Laboratorium di Balai Riset Perikanan Budidaya Air Payau dan Penyuluhan Perikanan yang terletak di Kabupaten Maros, tak pernah sepi dari kegiatan penelitian dan praktik lapangan. Seperti yang tampak ketika tim Mangnguki mengunjungi unit Kementerian Perikanan dan Kelautan tersebut pada beberapa waktu lalu.
Di sana, para peneliti melakukan penelitian sepanjang waktu, menjawab rumusan-rumusan masalah kualitas air budidaya perikanan. Masalah ini memiliki dampak bagi keberlangsungan dan keberlanjutan budidaya dan hasilnya. Dari lab itu pula rekomendasi untuk memperlakukan lingkungan budidaya dikeluarkan untuk dipertimbangkan oleh pengambil kebijakan. Di samping itu, tentu juga terdapat rekomendasi dari lab penelitian lainnya, seperti penelitian pada media tanam yaitu tanah, dan lain-lain.

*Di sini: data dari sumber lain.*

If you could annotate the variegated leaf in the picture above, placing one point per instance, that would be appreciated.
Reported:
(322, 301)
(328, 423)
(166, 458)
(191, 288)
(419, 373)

Balai riset di Maros telah mengembangkan berbagai penelitian dan inovasi di sektor budidaya sejak lama. Sebagian besar berupa karya terapan yang manfaatnya langsung dirasakan masyarakat budidaya. Tak ketinggalan dalam mendorong budidaya yang berkelanjutan. Termasuk lingkungannya, yaitu pelestarian hutan Mangrove.